Далее: шикарный салон элегантного морского лайнера, знаменитая русская миллионерша-бизнесменша, бывшая бедная горничная, в окружении миллионеров, известных артистов, знаменитых писателей (и для меня ролька!). Негодяй, ставший за это время капитаном, не способный прожить и ночь без бутылки виски, видит её. Посылает букет стоимостью... ну, понятно. Видит свой букет в воде — в смысле за бортом. И застреливается. Примерно всё.

— Да-а-а... замечательно! — поборов волнение, вымолвил я.

Боролся ли я в эти минуты с волнением или с чем-то другим, — уточнять не будем. Но боролся. Оказывается, и жизнь Луши, олицетворяющей успех, не такая уж гладкая, и у неё наболело!

Надо это дело озвучить? Ну что ж — озвучим! Такую красоту (я огляделся вокруг) — и не озвучить?! Я что — дурак?

Вечер между тем «расцветал». Такой роскоши туалетов, сверкания драгоценностей на суше я не видал. Видимо, тут собрались самые толковые, которые не просто сидят, но при этом ещё и плывут, движутся к цели!

Мы скромно беседовали с Лушей за столиком в центре зала; прожектор, обшаривая полутьму, почему-то то и дело застревал на нас. Что-то назревало, Луша начала дышать глубже и... выше. Я вспомнил вдруг, в каком кино я её видел. После этого фильма один маститый, седой, оказавшийся очень вертким кинокритик, которому раньше никого ниже Феллини даже боялись показывать, неожиданно начал бешено расхваливать фильм с Лушей, а саму Лушу даже цветисто назвал «владычицей наших снов». В фильме она была не очень хорошей (в моральном смысле) певицей примерно в таком же шикарном «кабаке», как этот, и почему-то выдала одного главаря мафии, «хорошего», но не очень богатого, другому — богатому, но не очень хорошему. Думаю, примерно тем же она занималась и в действительности, не во сне, а наяву.

Прожектор окончательно остановился на нас. Я, зажмурившись, закрылся ладошкой. Луша выпрямила свой стан, гордо и оскорблённо. Извинившись, я пошёл в туалет.

У входа стояли шкафы-охранники с переговорными миниатюрными «уоки-токи» в огромных лапах и передавали за столики своим шефам-сейфам: «Внимание, внимание... пришла Клавка! Встречайте Клавку!»

Когда я вернулся, возле нашего столика нагло стоял красавец-усач в алой палаческой рубахе, почему-то с длинным кнутом, вьющимся по проходу.
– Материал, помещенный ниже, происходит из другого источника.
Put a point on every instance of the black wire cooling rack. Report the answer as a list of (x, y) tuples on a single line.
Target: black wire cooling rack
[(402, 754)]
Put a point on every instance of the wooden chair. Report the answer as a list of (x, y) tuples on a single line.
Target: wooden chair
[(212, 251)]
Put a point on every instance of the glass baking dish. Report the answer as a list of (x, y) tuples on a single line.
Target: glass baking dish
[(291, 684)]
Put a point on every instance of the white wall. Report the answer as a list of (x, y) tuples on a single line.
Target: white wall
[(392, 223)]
— Пошла! — резко мотнув головой, скомандовал он.

Я уже было уселся, но снова встал, чтобы разобраться с кнутобойцем, тут и Луша плавно поднялась.

— «Ямщик! Не гони лошадей!» — томно объявила она в бокал. Неожиданно грохнули аплодисменты. Я понял, что здесь что-то не то, и сел обратно. Луша, мягко покачивая пышными бёдрами, пошла в сторону сцены в своём длинном и абсолютно прозрачном платье. Заиграла музыка.

В руке у Луши оказался микрофон, и она нежно запела. Вдруг музыка резко оборвалась, повисла тишина; внезапно «ямщик», щёлкнув кнутом, отсёк рукав Лушиного платья, обнажив дивную руку. И снова песня, и снова — напряжённая пауза... Все сладострастно затаили дыхание — второй бешеный удар, и второй рукав (видимо, специально чуть прикреплённый) стёк с божественной Лушиной руки. Я осмотрелся: стиснутые зубы, помутневшие глаза... Крепко, крепко! Луша, грустно напевая, плыла к сцене. Третий снайперский удар расстегнул застёжку сзади, на платье, и она, задумчиво перешагнув через него, оказалась в золотом бикини и таких же туфельках. Формы её, выскочив из плена, задышали свободно. Ямщик явно пьянел, хотя ничего и не пил. Удар, которым он срезал золотой лифчик, мог быть и не таким зверским — Луша даже оступилась и потеряла туфельку. Последовал хохот и аплодисменты. Она нащупала ногой туфельку и затанцевала, подняв руки. На сцене, залитой светом, Луша, прикрывая микрофоном пышную грудь, допела песню, раскрыла объятия — и последняя сверкающая полоска затрепыхалась на кончике кнута, как вымпел. Луша, стыдливо сжавшись, под бешеные аплодисменты ускользнула со сцены. Вот как, оказывается, гуляют теперь!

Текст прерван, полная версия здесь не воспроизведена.